The camera module 380 may capture a still image or moving images. According to an embodiment, the camera module 380 may include one or more lenses, image sensors, image signal processors, or flashes.

The power management module 388 may manage power supplied to the electronic device 301. According to one embodiment, the power management module 388 may be implemented as at least part of, for example, a power management integrated circuit (PMIC).

The battery 389 may supply power to at least one component of the electronic device 301. According to an embodiment, the battery 389 may include, for example, a primary cell which is not rechargeable, a secondary cell which is rechargeable, or a fuel cell.

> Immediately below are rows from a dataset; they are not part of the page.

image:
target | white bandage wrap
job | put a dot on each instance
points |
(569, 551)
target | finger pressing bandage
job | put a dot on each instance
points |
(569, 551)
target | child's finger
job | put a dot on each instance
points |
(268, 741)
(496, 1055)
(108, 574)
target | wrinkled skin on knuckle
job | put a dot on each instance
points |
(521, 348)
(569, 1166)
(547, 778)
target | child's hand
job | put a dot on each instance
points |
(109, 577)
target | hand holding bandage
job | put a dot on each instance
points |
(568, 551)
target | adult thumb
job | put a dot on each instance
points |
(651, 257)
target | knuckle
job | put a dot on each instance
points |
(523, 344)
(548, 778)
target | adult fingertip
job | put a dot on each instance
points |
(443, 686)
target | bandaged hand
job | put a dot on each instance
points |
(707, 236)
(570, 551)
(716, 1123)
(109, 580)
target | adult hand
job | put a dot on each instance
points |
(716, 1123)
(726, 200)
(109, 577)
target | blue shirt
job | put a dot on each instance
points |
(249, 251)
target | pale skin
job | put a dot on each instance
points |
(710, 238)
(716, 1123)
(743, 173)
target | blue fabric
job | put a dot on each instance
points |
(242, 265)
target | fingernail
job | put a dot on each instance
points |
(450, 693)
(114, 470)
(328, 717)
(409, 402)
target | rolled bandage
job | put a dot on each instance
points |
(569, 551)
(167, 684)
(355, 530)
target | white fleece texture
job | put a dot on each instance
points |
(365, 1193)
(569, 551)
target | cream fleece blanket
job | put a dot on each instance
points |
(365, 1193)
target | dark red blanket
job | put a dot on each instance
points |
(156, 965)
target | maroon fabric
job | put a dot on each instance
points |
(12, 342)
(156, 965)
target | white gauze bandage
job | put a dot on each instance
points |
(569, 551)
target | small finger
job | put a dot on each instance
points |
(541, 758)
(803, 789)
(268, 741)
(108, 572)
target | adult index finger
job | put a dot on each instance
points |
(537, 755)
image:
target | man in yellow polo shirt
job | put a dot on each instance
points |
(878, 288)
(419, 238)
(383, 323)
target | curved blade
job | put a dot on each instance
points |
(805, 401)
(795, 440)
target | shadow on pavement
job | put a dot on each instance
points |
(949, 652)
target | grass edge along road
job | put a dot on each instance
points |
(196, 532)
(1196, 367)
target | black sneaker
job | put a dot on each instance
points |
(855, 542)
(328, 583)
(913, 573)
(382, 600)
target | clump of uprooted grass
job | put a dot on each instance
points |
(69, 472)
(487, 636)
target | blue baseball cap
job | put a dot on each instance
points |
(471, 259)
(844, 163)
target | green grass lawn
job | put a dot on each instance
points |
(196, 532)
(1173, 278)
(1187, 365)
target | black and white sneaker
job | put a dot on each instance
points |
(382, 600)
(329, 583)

The communication module 390 may support establishing a direct (e.g., wired) communication channel or a wireless communication channel between the electronic device 301 and the external electronic device (e.g., the electronic device 302, the electronic device 304, or the server 308) and performing communication via the established communication channel. The communication module 390 may include one or more communication processors that are operable independently from the processor 320 (e.g., the application processor (AP)) and supports a direct (e.g., wired) communication or a wireless communication. According to an embodiment, the communication module 390 may include a wireless communication module 392 (e.g., a cellular communication module, a short-range wireless communication module, or a global navigation satellite system (GNSS) communication module) or a wired communication module 394 (e.g., a local area network (LAN) communication module or a power line communication (PLC) module). A corresponding one of these communication modules may communicate with the external electronic device via the first network 398 (e.g., a short-range communication network, such as Bluetooth™, wireless-fidelity (Wi-Fi) direct, or infrared data association (IrDA)) or the second network 399 (e.g., a long-range communication network, such as a cellular network, the Internet, or a computer network (e.g., LAN or wide area network (WAN)). These various types of communication modules may be implemented as a single component (e.g., a single chip), or may be implemented as multi components (e.g., multi chips) separate from each other. The wireless communication module 392 may identify and authenticate the electronic device 301 in a communication network, such as the first network 398 or the second network 399, using subscriber information (e.g., international mobile subscriber identity (IMSI)) stored in the subscriber identification module 396.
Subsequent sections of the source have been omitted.